HKEY_CLASSES_ROOT\TypeLib{3C2D2A1E-031F-4397-9614-87C932A848E0} (Adware.Minibug) → Quarantined and deleted successfully.
HKEY_CLASSES_ROOT\Interface{04A38F6B-006F-4247-BA4C-02A139D5531C} (Adware.Minibug) → Quarantined and deleted successfully.
HKEY_CLASSES_ROOT\MiniBugTransporter.MiniBugTransporterX.1 (Adware.Minibug) → Quarantined and deleted successfully.
HKEY_CLASSES_ROOT\MiniBugTransporter.MiniBugTransporterX (Adware.Minibug) → Quarantined and deleted successfully.

Registry Values Infected:
(No malicious items detected)

Registry Data Items Infected:
(No malicious items detected)

Folders Infected:
(No malicious items detected)

Files Infected:
(No malicious items detected)

thanks in advance your help will be much appreciated :slight_smile:

also here is my aswBoot.txt:

05/16/2011 09:51
Scan of all local drives

File MBR 0 is infected by Win32:MBRoot-J [Trj]
File C:\Documents and Settings\All Users\Application Data\AVAST Software\Avast\arpot\7fea1-934-0.dat is infected by Win32:MBRoot-J [Trj], Moved to chest
File C:\Documents and Settings\All Users\Application Data\AVAST Software\Avast\arpot\83b0e-d1c-0.dat is infected by Win32:MBRoot-J [Trj], Moved to chest
Number of searched folders: 33082
Number of tested files: 275045
Number of infected files: 3

This C:\Documents and Settings\All Users\Application Data\ AVAST Software\Avast\arpot is the location of the AntiRootkit Protection arpot folder, it has a temp folder but other than that it should be empty. So I don’t know if this is just temporary data whilst the anti-rootkit scan is running.

The C:\Documents and Settings\All Users\Application Data\AVAST Software\Avast\log\arpot.log file contains any anti-rootkit detection information. Check that file for more information.

Try running this tool to confirm if you actually have an MBR rootkit:

‘also something else that has started happening is that whenever i turn the computer on it’s bios settings are reset, so the clock is 1 jan 1970 etc’
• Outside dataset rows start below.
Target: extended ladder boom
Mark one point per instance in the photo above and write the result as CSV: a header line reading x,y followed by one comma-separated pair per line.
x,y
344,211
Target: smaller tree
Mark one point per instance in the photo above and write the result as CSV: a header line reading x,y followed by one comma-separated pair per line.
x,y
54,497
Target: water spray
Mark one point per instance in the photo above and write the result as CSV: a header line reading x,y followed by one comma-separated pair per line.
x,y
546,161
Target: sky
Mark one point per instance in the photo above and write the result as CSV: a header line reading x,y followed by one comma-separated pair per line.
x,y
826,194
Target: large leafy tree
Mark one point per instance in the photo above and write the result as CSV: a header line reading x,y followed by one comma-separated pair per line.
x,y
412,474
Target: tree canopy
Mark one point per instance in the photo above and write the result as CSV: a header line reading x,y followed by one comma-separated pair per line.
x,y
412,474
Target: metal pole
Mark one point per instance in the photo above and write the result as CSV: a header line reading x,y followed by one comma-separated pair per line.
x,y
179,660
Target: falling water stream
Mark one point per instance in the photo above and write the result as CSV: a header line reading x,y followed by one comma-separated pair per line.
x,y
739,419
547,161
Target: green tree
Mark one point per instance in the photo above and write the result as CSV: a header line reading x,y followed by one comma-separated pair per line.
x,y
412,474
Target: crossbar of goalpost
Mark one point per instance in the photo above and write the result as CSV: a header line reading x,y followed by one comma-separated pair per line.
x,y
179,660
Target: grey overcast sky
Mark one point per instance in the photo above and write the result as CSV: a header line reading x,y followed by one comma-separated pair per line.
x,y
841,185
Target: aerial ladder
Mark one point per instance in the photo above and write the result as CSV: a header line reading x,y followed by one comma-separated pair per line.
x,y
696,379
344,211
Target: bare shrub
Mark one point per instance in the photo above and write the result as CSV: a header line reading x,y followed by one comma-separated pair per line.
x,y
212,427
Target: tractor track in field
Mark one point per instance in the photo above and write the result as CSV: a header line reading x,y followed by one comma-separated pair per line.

Sounds like the CMOS battery is dying on your Motherboard…

thanks both of you for your rapid replies, here is the aswMBR.exe scan log:

aswMBR version 0.9.5.256 Copyright(c) 2011 AVAST Software
Run date: 2011-05-20 13:53:22

13:53:22.359 OS Version: Windows 5.1.2600 Service Pack 3
13:53:22.359 Number of processors: 2 586 0x2B01
13:53:22.359 ComputerName: SAMSUNG01 UserName: UserName
13:53:23.578 Initialize success
13:53:27.218 Disk 0 (boot) \Device\Harddisk0\DR0 → \Device\Ide\IdeDeviceP4T0L0-9
13:53:27.218 Disk 0 Vendor: SAMSUNG_HD160JJ ZM100-47 Size: 152627MB BusType: 3
13:53:29.218 Disk 0 MBR read successfully
13:53:29.218 Disk 0 MBR scan
13:53:29.218 Disk 0 Windows XP default MBR code found via API
13:53:29.218 Disk 0 unknown MBR code
13:53:29.218 Disk 0 MBR hidden
13:53:31.218 Disk 0 scanning sectors +268414020
13:53:31.234 Disk 0 malicious Win32:MBRoot code @ sector 268414023 !
13:53:31.234 Disk 0 PE file @ sector 268414045 !
13:53:31.234 Disk 0 MBR [Win32:MBRoot] ROOTKIT
13:53:31.250 Disk 0 trace - called modules:
13:53:31.250 ntkrnlpa.exe CLASSPNP.SYS disk.sys ACPI.sys hal.dll >>UNKNOWN [0x86225a8b]<<
13:53:31.250 1 nt!IofCallDriver → \Device\Harddisk0\DR0[0x870ebab8]
13:53:31.250 3 CLASSPNP.SYS[f755cfd7] → nt!IofCallDriver → \Device\0000007d[0x8714ef18]
13:53:31.265 5 ACPI.sys[f73f3620] → nt!IofCallDriver → \Device\Ide\IdeDeviceP4T0L0-9[0x870dad98]
13:53:31.265 Scan finished successfully
13:53:52.671 Disk 0 MBR has been saved successfully to “C:\Documents and Settings\UserName\Desktop\MBR.dat”
13:53:52.671 The log file has been saved successfully to “C:\Documents and Settings\UserName\Desktop\aswMBR.txt”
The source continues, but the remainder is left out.